STF define critérios para responsabilização da Administração Pública em terceirizações
O Supremo Tribunal Federal (STF), ao julgar o Recurso Extraordinário nº 1.298.647, com repercussão geral reconhecida (Tema 1118), fixou importante precedente sobre a responsabilidade subsidiária da Administração Pública por dívidas trabalhistas de empresas terceirizadas. Por maioria de votos, o Plenário decidiu que o ônus da prova quanto à falha na fiscalização contratual recai sobre a parte autora da ação — como o trabalhador, sindicato ou Ministério Público.
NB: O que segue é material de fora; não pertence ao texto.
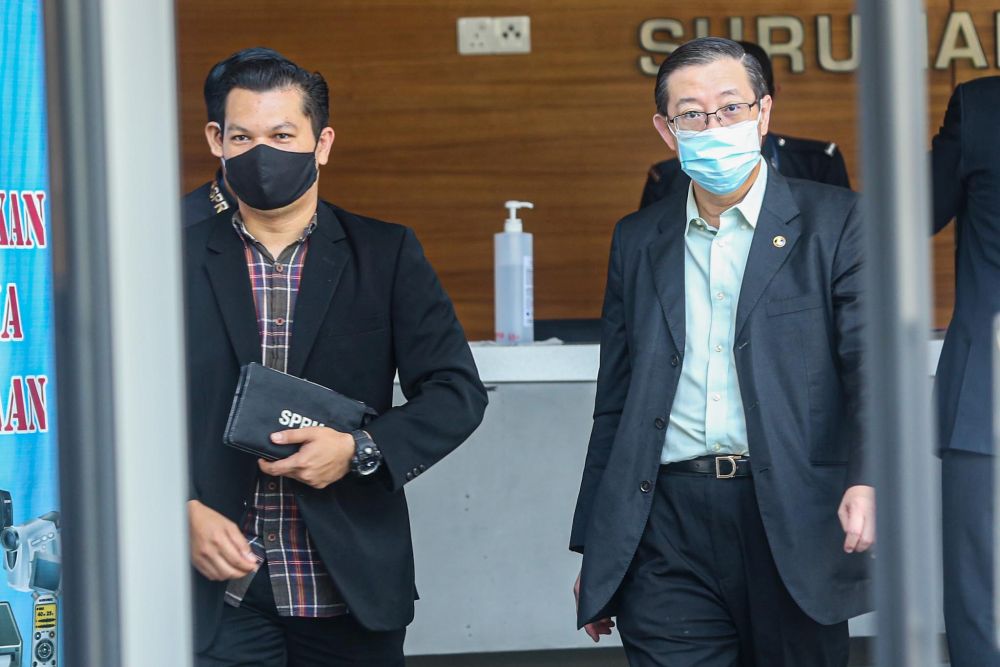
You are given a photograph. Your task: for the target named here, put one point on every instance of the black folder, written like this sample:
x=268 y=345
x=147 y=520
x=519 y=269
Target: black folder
x=267 y=401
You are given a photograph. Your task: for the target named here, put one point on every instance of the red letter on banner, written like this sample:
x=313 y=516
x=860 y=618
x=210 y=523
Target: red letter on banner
x=16 y=410
x=34 y=207
x=18 y=239
x=4 y=239
x=36 y=395
x=11 y=321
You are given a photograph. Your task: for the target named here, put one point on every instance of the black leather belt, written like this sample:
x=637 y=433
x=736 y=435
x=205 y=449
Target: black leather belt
x=720 y=467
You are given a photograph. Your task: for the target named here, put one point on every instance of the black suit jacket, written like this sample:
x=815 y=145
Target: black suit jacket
x=206 y=201
x=369 y=304
x=966 y=172
x=798 y=358
x=795 y=158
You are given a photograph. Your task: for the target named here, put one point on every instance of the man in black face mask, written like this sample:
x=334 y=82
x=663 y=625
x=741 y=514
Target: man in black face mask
x=307 y=560
x=214 y=197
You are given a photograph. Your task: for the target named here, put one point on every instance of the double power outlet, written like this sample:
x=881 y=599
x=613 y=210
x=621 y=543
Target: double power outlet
x=485 y=35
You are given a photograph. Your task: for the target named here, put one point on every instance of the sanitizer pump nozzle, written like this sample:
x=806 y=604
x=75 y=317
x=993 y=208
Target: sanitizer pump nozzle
x=514 y=223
Segundo a tese firmada, não é possível responsabilizar o ente público de forma automática. É indispensável que se comprove, de maneira inequívoca, a negligência do poder público na fiscalização das obrigações trabalhistas assumidas pela empresa contratada, bem como a existência de nexo causal entre essa conduta omissiva e o inadimplemento.
A Corte também esclareceu que haverá negligência quando, mesmo após notificação formal por órgão competente ou pelo próprio trabalhador, a Administração permanecer inerte diante do descumprimento contratual. Os ministros destacaram que a legalidade e a legitimidade dos atos administrativos gozam de presunção, sendo necessário provar eventual irregularidade para afastá-las.
A decisão também reforça as obrigações do poder público quanto à exigência de comprovação de capital social da empresa contratada e à vinculação dos pagamentos mensais à quitação das obrigações trabalhistas, conforme previsto na Lei nº 14.133/2021 e na Lei nº 6.019/1974.
Trata-se de um entendimento com forte impacto na administração pública e nas relações de trabalho, ao estabelecer parâmetros objetivos para a responsabilização do Estado em casos de terceirização.